Behind the scenes in a major LP's investment committee. Follow along below to see how conceptual observations can quickly become reality for the real estate capital markets.
This $90B fund has been reviewing its asset allocation strategy:
"Last May, Staff reviewed the Status Quo portfolio allocation along with two alternatives (Option 1 and Option 2); ultimately Status Quo was reaffirmed, however, Trustees indicated desire to continue the review in the Fall"
The Fund's trustees insisted on an alternative plan, focused on reducing allocation to private assets.

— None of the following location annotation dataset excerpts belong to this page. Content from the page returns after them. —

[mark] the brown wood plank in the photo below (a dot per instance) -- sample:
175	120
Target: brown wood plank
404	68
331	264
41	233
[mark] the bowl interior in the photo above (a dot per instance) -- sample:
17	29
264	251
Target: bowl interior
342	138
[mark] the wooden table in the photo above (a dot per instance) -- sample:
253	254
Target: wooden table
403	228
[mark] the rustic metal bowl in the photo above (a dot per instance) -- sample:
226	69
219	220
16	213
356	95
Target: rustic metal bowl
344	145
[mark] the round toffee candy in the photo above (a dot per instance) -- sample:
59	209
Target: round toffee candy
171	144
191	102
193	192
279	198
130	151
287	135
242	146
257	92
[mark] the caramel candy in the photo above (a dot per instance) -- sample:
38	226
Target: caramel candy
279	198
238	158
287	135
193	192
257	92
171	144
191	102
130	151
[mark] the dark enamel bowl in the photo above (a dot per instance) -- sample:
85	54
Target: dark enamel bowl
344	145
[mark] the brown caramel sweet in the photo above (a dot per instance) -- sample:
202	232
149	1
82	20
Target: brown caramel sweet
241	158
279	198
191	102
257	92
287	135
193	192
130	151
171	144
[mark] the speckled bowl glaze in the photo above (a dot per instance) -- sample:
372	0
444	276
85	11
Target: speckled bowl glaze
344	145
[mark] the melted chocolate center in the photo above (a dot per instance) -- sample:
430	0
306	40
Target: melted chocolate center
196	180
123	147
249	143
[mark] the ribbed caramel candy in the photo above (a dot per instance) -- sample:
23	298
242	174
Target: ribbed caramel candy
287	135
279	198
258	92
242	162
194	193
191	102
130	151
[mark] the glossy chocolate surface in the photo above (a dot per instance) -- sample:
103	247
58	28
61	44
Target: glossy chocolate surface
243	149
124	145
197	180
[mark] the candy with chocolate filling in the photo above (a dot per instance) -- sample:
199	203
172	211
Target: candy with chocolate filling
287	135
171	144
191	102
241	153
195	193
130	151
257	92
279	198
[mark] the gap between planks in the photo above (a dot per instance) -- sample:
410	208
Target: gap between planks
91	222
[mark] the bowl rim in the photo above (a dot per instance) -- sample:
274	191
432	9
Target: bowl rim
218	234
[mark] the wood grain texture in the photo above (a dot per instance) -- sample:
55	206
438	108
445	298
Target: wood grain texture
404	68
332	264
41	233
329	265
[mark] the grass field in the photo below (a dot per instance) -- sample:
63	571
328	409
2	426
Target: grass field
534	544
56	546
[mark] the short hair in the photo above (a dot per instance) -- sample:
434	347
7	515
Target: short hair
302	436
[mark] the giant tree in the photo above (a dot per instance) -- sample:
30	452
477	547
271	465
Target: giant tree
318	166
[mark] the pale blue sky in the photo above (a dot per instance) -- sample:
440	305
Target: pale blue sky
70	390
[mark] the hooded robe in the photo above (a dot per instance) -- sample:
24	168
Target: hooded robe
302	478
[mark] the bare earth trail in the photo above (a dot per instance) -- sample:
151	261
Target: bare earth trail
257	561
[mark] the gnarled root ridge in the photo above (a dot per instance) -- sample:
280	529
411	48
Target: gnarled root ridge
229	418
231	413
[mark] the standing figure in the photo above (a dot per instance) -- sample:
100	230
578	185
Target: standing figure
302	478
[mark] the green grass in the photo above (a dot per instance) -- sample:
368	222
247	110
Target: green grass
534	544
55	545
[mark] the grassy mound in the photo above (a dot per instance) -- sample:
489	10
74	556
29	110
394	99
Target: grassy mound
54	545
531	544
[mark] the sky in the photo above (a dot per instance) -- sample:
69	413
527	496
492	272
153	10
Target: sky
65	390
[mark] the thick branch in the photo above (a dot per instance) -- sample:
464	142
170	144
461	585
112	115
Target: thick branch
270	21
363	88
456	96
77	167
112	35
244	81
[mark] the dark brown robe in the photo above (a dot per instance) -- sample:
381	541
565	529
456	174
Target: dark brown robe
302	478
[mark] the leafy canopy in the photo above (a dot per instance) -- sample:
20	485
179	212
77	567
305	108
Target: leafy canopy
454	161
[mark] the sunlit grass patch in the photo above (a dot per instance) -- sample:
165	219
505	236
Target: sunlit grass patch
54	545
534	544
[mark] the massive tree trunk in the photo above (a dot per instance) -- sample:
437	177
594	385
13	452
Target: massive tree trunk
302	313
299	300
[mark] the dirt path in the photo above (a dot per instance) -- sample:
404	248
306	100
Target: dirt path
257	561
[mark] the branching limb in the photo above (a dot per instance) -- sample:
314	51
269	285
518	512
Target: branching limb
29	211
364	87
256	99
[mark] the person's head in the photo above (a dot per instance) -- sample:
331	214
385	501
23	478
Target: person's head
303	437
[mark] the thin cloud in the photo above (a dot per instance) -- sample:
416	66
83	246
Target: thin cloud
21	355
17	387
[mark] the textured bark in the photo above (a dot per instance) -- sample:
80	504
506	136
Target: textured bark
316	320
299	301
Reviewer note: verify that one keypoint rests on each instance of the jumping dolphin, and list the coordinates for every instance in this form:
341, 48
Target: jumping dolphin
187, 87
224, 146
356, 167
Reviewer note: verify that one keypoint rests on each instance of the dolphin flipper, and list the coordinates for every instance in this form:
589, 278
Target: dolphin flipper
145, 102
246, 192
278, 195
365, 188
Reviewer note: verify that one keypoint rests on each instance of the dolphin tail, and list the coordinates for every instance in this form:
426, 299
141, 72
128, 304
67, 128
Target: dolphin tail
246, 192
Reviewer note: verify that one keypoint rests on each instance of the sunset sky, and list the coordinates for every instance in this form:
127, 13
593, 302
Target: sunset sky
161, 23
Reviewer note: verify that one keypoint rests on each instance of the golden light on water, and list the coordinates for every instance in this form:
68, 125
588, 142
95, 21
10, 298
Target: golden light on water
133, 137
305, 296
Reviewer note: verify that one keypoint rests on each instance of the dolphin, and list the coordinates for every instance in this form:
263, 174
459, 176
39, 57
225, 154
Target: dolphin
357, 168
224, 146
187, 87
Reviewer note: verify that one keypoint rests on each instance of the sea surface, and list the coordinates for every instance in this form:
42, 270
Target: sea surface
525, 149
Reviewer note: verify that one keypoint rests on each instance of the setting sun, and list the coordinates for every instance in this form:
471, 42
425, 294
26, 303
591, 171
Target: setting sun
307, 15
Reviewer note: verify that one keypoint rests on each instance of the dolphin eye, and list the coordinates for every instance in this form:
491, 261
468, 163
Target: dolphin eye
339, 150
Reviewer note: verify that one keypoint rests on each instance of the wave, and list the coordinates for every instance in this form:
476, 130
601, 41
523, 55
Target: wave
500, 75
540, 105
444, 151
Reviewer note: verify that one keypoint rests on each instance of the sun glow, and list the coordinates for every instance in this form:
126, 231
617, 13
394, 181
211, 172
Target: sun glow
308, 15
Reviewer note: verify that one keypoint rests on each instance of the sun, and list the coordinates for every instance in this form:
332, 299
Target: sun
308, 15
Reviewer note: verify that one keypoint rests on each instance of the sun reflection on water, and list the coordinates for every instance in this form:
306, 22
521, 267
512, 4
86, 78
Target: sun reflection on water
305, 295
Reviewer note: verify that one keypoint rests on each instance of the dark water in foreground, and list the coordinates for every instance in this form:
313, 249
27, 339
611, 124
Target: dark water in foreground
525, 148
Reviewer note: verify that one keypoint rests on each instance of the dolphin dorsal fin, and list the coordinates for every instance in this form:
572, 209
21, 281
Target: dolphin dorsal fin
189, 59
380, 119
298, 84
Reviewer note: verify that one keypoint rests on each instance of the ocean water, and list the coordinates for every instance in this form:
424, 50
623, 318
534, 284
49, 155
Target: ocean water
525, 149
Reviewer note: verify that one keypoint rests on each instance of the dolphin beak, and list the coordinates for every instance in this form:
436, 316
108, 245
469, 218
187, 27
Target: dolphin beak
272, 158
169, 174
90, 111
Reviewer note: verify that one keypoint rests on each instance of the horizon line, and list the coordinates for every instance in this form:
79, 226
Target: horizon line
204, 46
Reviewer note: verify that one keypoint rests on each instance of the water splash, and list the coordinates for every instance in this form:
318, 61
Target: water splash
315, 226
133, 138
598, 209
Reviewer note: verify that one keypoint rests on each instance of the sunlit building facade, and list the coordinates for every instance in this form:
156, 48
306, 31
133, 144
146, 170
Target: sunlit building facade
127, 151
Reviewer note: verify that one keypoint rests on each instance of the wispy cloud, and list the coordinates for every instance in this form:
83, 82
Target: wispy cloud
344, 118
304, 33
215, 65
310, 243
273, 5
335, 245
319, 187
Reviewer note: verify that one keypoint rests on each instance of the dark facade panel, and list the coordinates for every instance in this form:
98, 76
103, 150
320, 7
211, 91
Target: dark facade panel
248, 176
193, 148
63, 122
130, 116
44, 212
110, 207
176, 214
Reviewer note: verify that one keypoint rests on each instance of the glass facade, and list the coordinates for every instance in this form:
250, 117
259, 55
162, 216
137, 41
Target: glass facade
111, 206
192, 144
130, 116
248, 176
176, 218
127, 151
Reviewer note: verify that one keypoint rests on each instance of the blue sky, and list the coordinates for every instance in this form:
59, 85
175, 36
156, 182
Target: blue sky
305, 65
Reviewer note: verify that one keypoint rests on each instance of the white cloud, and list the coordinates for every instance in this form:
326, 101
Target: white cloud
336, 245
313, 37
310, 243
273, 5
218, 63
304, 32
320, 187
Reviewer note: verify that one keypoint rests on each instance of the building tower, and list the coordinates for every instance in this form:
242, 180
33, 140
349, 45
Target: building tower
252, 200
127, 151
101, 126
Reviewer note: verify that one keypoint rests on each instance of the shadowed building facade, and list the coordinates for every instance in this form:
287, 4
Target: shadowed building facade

Here's the staff's recommendation (taken directly from its IC memo):
– Move incrementally given the “steering the battleship” nature of private markets
– Reduce allocation to each of Private Equity, Real Estate and Private Income by 1% over each of the next three years
– Fixed Income allocation also reduced to 15% from 20%
– Most of the reductions offset by increases to Public Equities with a minor increase to Absolute Return
– Taken together moves do not represent a de-risking of the portfolio or a lower expected return, but they do result in material increase to portfolio liquidity and increase to future optionality around private markets
– Review and optimize sub-portfolio allocations within Fixed Income to achieve higher Sharpe Ratio and higher expected return
---- Takeaway ----
Retirees aren't the only investors who might have previously undervalued liquidity. 1% reduction in real estate capital may not sound like a ton at a high level. But that's $800M of equity. $1.6B ish in total real estate capital. From one investor. Totally off the radar.
How many others are contemplating similar moves?